Overview
Skills
Job Details
Job Title: Cloud Resiliency Engineer / SRE / DevOps / Application Architect
Location: Remote (US)
Duration: 3+ months contract with possibility of extension
Workstream: Resiliency Operations
Job Summary:
We are seeking an experienced professional to join our Resiliency Operations team, focusing on designing, implementing, and maintaining highly available and resilient cloud infrastructure.
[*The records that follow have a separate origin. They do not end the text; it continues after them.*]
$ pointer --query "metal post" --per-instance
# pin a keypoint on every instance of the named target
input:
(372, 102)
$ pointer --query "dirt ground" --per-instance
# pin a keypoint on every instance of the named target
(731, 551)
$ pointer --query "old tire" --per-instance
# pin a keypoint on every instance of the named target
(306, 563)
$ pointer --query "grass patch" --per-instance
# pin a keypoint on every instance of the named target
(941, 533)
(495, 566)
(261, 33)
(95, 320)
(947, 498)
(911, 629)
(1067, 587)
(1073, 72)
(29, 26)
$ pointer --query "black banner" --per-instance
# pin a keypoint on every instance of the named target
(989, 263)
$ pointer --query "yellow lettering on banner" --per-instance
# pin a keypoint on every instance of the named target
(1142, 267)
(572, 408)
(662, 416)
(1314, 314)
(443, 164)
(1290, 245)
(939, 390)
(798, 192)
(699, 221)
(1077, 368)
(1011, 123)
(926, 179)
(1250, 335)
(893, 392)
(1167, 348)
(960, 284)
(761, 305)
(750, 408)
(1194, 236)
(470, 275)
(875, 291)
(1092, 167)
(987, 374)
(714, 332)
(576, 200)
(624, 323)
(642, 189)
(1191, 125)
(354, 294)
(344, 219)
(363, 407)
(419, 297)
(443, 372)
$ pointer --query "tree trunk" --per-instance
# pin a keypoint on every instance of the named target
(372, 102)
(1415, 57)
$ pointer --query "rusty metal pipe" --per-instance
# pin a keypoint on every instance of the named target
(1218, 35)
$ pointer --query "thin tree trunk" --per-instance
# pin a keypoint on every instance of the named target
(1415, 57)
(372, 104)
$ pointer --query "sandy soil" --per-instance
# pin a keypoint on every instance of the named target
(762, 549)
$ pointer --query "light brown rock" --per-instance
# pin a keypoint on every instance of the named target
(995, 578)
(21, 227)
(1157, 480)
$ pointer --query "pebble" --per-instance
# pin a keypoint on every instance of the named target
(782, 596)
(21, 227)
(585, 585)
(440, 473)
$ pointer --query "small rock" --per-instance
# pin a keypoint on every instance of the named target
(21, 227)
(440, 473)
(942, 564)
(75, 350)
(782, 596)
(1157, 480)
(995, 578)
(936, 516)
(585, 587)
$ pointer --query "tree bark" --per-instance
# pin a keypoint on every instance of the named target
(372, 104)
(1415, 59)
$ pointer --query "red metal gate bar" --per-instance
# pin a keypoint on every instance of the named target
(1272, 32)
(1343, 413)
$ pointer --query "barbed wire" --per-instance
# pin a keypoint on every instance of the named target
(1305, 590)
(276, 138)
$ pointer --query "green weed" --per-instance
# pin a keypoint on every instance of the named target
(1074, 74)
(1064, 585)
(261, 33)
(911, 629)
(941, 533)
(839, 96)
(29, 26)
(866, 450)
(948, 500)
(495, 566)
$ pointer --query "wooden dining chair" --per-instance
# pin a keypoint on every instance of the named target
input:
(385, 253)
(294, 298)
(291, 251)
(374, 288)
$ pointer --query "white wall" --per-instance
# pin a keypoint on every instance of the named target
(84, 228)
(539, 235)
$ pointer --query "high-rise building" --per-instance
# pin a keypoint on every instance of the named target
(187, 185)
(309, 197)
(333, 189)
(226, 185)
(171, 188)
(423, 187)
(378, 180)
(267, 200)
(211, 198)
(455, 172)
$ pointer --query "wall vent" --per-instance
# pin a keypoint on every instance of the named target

The ideal candidate will have a strong background in Site Reliability Engineering (SRE), Resiliency Operations, and cloud-native technologies, with hands-on experience in Terraform, observability, security, and data protection.
Key Responsibilities:
-
Lead and execute resiliency and reliability initiatives across cloud environments.
-
Implement and maintain infrastructure as code using Terraform.
-
Configure and manage IAM, KMS, and secure vaulting mechanisms to enforce access and data security policies.
-
Implement observability controls (monitoring, logging, alerting, tracing) to ensure high system reliability.
-
Work with databases (DB), Kafka, and other messaging systems to implement fault-tolerant and resilient architectures.
-
Collaborate with SRE, DevOps, and application teams to design solutions for disaster recovery, failover, and high availability.
-
Continuously improve operational processes for incident response, capacity planning, and resiliency testing.
-
Maintain detailed documentation of resiliency architecture, policies, and operational procedures.
Required Skills & Experience:
-
Proven experience in SRE, DevOps, or Cloud Resiliency Operations.
-
Hands-on experience with Terraform for cloud infrastructure provisioning.
-
Strong knowledge of IAM, KMS, Vaulting, and cloud security best practices.
-
Experience with observability tools (CloudWatch, Prometheus, Grafana, ELK stack, etc.).
-
Familiarity with databases (SQL/NoSQL), Kafka, and other distributed systems.
-
Expertise in designing highly available and fault-tolerant systems in the cloud.
-
Excellent troubleshooting, problem-solving, and collaboration skills.
Preferred Qualifications:
-
Cloud certifications such as AWS Certified Solutions Architect, AWS Certified DevOps Engineer, or Google Cloud Professional SRE.
-
Experience in multi-region cloud deployments and resiliency testing.
-
Knowledge of CI/CD pipelines and automation frameworks.
What We Offer:
-
Opportunity to work on cutting-edge resiliency and reliability initiatives in cloud environments.
-
Exposure to diverse technologies including cloud security, observability, and distributed systems.
-
Collaborative and innovative work culture with flexible work arrangements.